Safeguarding Your Digital Footprint: Navigating the Landscape of Private Social Media
We live in an increasingly online world that, at least on paper, presents us with opportunities to connect with one another in unprecedented ways. Unfortunately, this is far from the reality of what social media has become. Although many...
We live in an increasingly online world that, at least on paper, presents us with opportunities to connect with one another in unprecedented ways. Unfortunately, this is far from the reality of what social media has become.
Although many social media platforms claim to be designed to unite and “connect” us, their reality is much more nefarious. Most instead serve as data collection companies, which reduce us to mere data points that can be sold to advertisers.

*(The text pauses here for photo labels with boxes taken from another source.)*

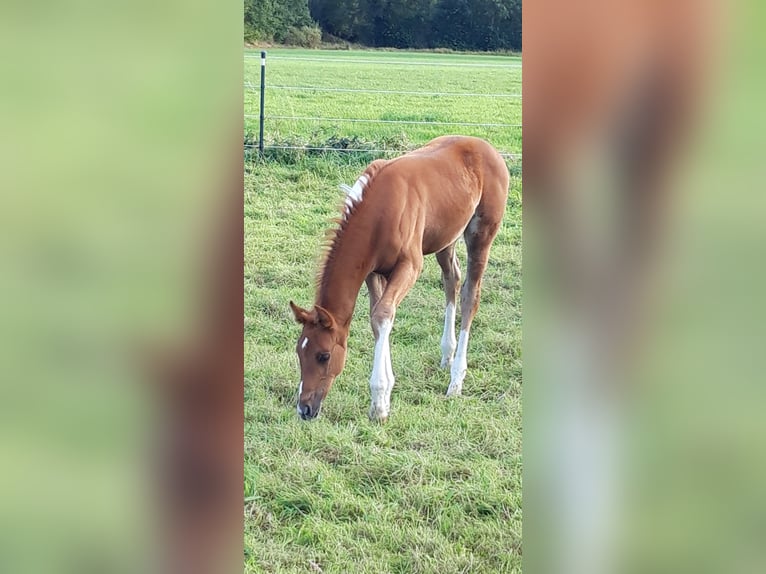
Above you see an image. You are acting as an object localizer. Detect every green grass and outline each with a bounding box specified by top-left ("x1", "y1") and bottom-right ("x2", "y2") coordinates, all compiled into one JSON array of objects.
[
  {"x1": 244, "y1": 50, "x2": 522, "y2": 574},
  {"x1": 244, "y1": 49, "x2": 521, "y2": 158}
]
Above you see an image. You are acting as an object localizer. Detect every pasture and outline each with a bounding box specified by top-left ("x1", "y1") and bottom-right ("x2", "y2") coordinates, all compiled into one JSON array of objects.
[{"x1": 244, "y1": 50, "x2": 522, "y2": 574}]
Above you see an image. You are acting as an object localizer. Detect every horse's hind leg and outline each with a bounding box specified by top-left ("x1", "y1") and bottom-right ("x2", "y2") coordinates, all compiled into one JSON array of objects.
[
  {"x1": 436, "y1": 243, "x2": 460, "y2": 368},
  {"x1": 447, "y1": 211, "x2": 502, "y2": 397}
]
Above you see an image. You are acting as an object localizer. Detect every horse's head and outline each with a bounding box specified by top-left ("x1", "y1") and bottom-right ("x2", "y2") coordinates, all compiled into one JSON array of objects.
[{"x1": 290, "y1": 301, "x2": 346, "y2": 420}]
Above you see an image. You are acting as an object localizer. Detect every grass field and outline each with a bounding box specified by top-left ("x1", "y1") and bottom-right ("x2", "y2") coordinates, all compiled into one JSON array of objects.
[
  {"x1": 244, "y1": 50, "x2": 522, "y2": 574},
  {"x1": 245, "y1": 49, "x2": 521, "y2": 158}
]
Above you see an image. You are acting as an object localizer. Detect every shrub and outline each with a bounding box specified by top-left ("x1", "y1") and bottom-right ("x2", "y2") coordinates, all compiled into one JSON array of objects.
[{"x1": 285, "y1": 26, "x2": 322, "y2": 48}]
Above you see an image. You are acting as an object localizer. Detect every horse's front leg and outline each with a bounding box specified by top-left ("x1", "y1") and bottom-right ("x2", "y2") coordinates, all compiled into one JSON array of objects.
[{"x1": 367, "y1": 257, "x2": 423, "y2": 422}]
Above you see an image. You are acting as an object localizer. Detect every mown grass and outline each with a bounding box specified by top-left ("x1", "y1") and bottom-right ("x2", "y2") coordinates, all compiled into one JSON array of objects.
[
  {"x1": 244, "y1": 49, "x2": 521, "y2": 158},
  {"x1": 244, "y1": 52, "x2": 522, "y2": 574}
]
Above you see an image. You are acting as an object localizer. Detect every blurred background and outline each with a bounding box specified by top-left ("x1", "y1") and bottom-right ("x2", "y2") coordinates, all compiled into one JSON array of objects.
[
  {"x1": 0, "y1": 0, "x2": 766, "y2": 573},
  {"x1": 523, "y1": 0, "x2": 766, "y2": 573}
]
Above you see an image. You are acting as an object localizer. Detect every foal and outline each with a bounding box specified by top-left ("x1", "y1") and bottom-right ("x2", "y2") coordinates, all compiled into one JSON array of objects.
[{"x1": 290, "y1": 136, "x2": 509, "y2": 421}]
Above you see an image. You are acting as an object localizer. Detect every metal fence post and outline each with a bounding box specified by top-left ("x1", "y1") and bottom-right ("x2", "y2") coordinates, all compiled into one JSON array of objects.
[{"x1": 258, "y1": 51, "x2": 266, "y2": 157}]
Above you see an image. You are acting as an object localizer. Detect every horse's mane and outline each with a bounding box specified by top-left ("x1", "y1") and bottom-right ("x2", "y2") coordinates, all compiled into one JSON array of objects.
[{"x1": 315, "y1": 159, "x2": 392, "y2": 295}]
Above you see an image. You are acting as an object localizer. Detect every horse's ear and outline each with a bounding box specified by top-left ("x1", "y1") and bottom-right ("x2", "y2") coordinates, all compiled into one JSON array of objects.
[
  {"x1": 314, "y1": 305, "x2": 335, "y2": 329},
  {"x1": 290, "y1": 301, "x2": 309, "y2": 323}
]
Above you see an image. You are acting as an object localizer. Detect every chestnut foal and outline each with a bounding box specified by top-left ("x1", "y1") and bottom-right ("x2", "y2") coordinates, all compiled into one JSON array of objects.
[{"x1": 290, "y1": 136, "x2": 509, "y2": 421}]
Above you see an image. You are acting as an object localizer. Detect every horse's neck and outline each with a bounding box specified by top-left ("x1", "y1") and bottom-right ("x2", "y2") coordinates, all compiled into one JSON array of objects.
[{"x1": 317, "y1": 238, "x2": 370, "y2": 327}]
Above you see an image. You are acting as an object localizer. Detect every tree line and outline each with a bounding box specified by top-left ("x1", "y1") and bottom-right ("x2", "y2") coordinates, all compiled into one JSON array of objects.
[{"x1": 245, "y1": 0, "x2": 521, "y2": 51}]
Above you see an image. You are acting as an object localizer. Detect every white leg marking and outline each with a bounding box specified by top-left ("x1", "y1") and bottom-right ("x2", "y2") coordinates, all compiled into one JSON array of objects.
[
  {"x1": 447, "y1": 331, "x2": 468, "y2": 397},
  {"x1": 442, "y1": 303, "x2": 457, "y2": 368},
  {"x1": 295, "y1": 381, "x2": 303, "y2": 415},
  {"x1": 370, "y1": 319, "x2": 394, "y2": 421}
]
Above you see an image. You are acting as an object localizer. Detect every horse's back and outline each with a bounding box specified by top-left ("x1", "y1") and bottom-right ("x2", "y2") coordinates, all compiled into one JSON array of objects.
[{"x1": 370, "y1": 136, "x2": 509, "y2": 254}]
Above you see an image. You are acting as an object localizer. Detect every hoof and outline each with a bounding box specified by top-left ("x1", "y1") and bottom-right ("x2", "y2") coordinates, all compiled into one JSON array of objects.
[
  {"x1": 367, "y1": 407, "x2": 388, "y2": 424},
  {"x1": 447, "y1": 385, "x2": 463, "y2": 397}
]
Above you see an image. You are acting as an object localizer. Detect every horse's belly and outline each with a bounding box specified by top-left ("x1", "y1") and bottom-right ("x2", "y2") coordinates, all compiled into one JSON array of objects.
[{"x1": 423, "y1": 216, "x2": 471, "y2": 255}]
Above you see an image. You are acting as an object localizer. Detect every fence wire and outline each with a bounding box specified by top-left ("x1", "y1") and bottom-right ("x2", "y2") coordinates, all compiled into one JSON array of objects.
[
  {"x1": 244, "y1": 54, "x2": 522, "y2": 160},
  {"x1": 245, "y1": 54, "x2": 521, "y2": 68}
]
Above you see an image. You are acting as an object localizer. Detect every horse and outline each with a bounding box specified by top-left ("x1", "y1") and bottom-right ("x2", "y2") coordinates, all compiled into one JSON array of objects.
[{"x1": 290, "y1": 136, "x2": 509, "y2": 422}]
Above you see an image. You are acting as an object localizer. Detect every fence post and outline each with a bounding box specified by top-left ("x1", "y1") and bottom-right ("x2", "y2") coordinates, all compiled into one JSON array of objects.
[{"x1": 258, "y1": 51, "x2": 266, "y2": 157}]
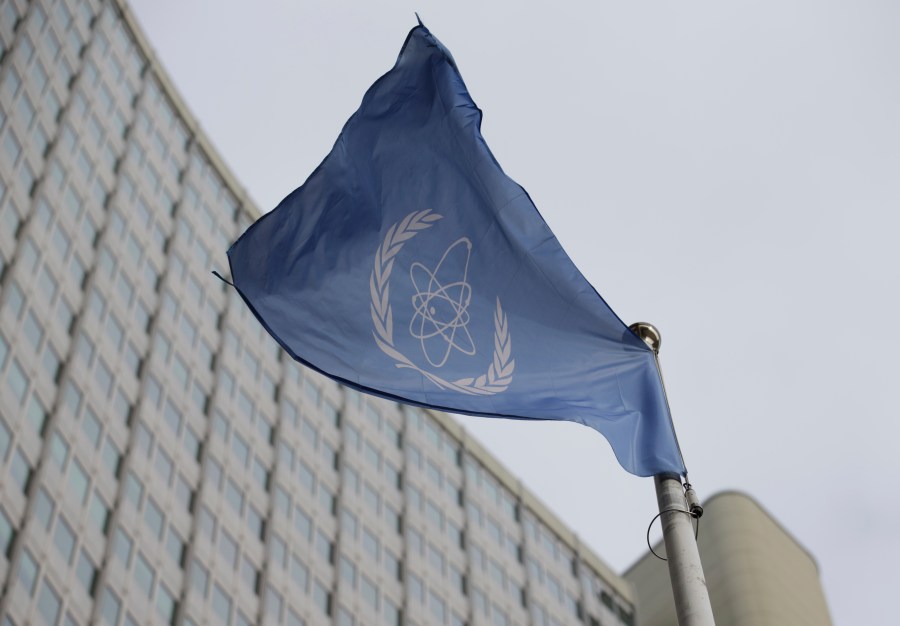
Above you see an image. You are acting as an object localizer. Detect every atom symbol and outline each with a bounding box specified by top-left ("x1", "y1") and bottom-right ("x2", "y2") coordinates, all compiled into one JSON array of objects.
[{"x1": 409, "y1": 237, "x2": 475, "y2": 367}]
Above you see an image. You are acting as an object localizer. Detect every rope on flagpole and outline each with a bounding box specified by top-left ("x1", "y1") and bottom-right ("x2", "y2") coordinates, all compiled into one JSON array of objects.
[{"x1": 647, "y1": 507, "x2": 703, "y2": 561}]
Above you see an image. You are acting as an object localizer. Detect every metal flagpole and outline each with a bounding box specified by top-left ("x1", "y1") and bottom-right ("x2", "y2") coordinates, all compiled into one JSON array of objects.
[{"x1": 629, "y1": 322, "x2": 716, "y2": 626}]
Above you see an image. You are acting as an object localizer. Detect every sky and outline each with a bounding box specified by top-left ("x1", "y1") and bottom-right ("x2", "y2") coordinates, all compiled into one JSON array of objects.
[{"x1": 132, "y1": 0, "x2": 900, "y2": 626}]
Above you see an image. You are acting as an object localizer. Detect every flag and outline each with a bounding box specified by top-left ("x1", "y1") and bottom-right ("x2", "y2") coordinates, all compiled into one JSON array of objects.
[{"x1": 228, "y1": 24, "x2": 684, "y2": 476}]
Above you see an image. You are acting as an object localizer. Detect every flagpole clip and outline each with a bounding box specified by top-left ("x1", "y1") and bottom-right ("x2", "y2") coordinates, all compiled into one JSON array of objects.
[
  {"x1": 628, "y1": 322, "x2": 662, "y2": 355},
  {"x1": 684, "y1": 481, "x2": 703, "y2": 519}
]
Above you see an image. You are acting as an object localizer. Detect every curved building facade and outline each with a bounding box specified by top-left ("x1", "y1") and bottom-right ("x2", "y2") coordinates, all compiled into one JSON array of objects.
[{"x1": 625, "y1": 491, "x2": 831, "y2": 626}]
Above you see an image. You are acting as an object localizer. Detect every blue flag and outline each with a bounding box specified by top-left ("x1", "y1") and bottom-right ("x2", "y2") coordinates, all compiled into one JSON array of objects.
[{"x1": 228, "y1": 25, "x2": 684, "y2": 476}]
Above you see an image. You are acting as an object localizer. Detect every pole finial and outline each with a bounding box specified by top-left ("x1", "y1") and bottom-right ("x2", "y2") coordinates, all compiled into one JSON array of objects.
[{"x1": 628, "y1": 322, "x2": 662, "y2": 354}]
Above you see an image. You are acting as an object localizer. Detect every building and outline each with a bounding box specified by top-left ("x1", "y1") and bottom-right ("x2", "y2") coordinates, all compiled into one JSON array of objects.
[
  {"x1": 625, "y1": 491, "x2": 831, "y2": 626},
  {"x1": 0, "y1": 0, "x2": 634, "y2": 626}
]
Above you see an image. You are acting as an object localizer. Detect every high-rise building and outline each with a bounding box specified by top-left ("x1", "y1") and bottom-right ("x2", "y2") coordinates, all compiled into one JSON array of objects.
[
  {"x1": 0, "y1": 0, "x2": 634, "y2": 626},
  {"x1": 625, "y1": 491, "x2": 831, "y2": 626}
]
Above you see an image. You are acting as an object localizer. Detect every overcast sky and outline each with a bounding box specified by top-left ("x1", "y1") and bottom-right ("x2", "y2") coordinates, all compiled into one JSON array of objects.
[{"x1": 132, "y1": 0, "x2": 900, "y2": 626}]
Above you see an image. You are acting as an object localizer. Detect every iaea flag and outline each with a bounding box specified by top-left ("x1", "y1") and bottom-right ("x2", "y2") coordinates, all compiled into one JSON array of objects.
[{"x1": 228, "y1": 25, "x2": 684, "y2": 476}]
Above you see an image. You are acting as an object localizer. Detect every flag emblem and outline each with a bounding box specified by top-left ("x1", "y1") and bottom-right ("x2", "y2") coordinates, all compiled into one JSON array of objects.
[
  {"x1": 228, "y1": 25, "x2": 684, "y2": 476},
  {"x1": 369, "y1": 209, "x2": 516, "y2": 396}
]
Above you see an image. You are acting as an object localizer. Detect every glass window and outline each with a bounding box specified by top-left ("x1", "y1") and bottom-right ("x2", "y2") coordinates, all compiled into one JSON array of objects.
[
  {"x1": 166, "y1": 524, "x2": 185, "y2": 566},
  {"x1": 9, "y1": 447, "x2": 31, "y2": 493},
  {"x1": 113, "y1": 528, "x2": 134, "y2": 568},
  {"x1": 156, "y1": 583, "x2": 178, "y2": 624},
  {"x1": 291, "y1": 554, "x2": 309, "y2": 591},
  {"x1": 90, "y1": 490, "x2": 109, "y2": 535},
  {"x1": 219, "y1": 530, "x2": 238, "y2": 569},
  {"x1": 266, "y1": 585, "x2": 284, "y2": 621},
  {"x1": 212, "y1": 584, "x2": 231, "y2": 624},
  {"x1": 33, "y1": 487, "x2": 56, "y2": 538},
  {"x1": 50, "y1": 432, "x2": 69, "y2": 471},
  {"x1": 75, "y1": 550, "x2": 97, "y2": 597},
  {"x1": 225, "y1": 478, "x2": 244, "y2": 515},
  {"x1": 19, "y1": 549, "x2": 37, "y2": 596},
  {"x1": 53, "y1": 516, "x2": 75, "y2": 563},
  {"x1": 191, "y1": 559, "x2": 209, "y2": 598},
  {"x1": 101, "y1": 587, "x2": 122, "y2": 626},
  {"x1": 340, "y1": 556, "x2": 356, "y2": 589},
  {"x1": 125, "y1": 472, "x2": 144, "y2": 508},
  {"x1": 37, "y1": 578, "x2": 62, "y2": 624},
  {"x1": 294, "y1": 504, "x2": 312, "y2": 541},
  {"x1": 134, "y1": 552, "x2": 156, "y2": 598},
  {"x1": 313, "y1": 580, "x2": 331, "y2": 615},
  {"x1": 144, "y1": 498, "x2": 164, "y2": 539}
]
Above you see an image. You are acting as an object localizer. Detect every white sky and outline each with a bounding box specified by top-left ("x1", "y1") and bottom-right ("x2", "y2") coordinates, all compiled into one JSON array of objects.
[{"x1": 132, "y1": 0, "x2": 900, "y2": 626}]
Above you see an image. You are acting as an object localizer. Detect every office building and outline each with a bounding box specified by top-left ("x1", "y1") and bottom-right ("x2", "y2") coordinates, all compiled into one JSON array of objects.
[
  {"x1": 625, "y1": 491, "x2": 831, "y2": 626},
  {"x1": 0, "y1": 0, "x2": 634, "y2": 626}
]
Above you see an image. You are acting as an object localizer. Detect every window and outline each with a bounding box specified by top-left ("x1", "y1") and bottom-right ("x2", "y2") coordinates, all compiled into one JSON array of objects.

Although the leaders of these companies explain the collection and use of data away as necessary for the “personalization” of the user experience, this personalization is an illusion.
Does social media take more than it gives?
While social media platforms have claimed to be transparent about the way their platforms collect, store, and use user data, the truth is much less clear. Research shows that these agreements, such as terms of use and privacy policies, are written using deliberately confusing language. If a user even reads the agreement they are signing — accounting for a scant 1 out of 5 people who “always” or “often” read these policies — they are unlikely to understand how these companies use (or, more accurately, sell) their data.
For example, just look at the controversies that have shaken the social media sector in the past few years. People still have not forgotten Facebook’s Cambridge Analytica scandal or how other platforms, like TikTok, are currently experiencing their own data privacy controversies. Users are understandably concerned about the relationship between online communication and their data.
The reality of social media is that these platforms are run on business models that depend entirely on revenue from selling user data. Although these platforms are “free” services, users must remember the adage that “nothing is ever free.” Instead of paying for these apps with their wallets, users pay for them with their data, and their behavior becomes data that can be sold by these apps to advertisers at a rate of around 2 cents per minute of screen time per user. Thus, it becomes clear that these platforms are not interested in forming genuine connections between their users — they are interested in how they can market screen time and ads to users.
Today, social media is causing more fragmentation and isolation than genuine connection. Social media users are forming superficial online relationships with people they (mostly) don’t know.
However, just because a photo they post gets hundreds or even thousands of views and likes doesn’t mean it made a genuine or lasting impression on even one of those people. Social media platforms have tricked our society into being immersed in the virtual world of an algorithm’s creation.
In the era of social media, many of the “connections” we form with people online are not due to actual connections but rather connections perceived between data points of our behavior that algorithms have determined to be relevant for marketing purposes. The result is a formation of rabbit holes and echo chambers — online spaces where content and marketing “tailored” to users is continuously recommended to them, isolating users from the rest of the community in favor of guiding them to certain actions, like making a purchase based on an advertisement.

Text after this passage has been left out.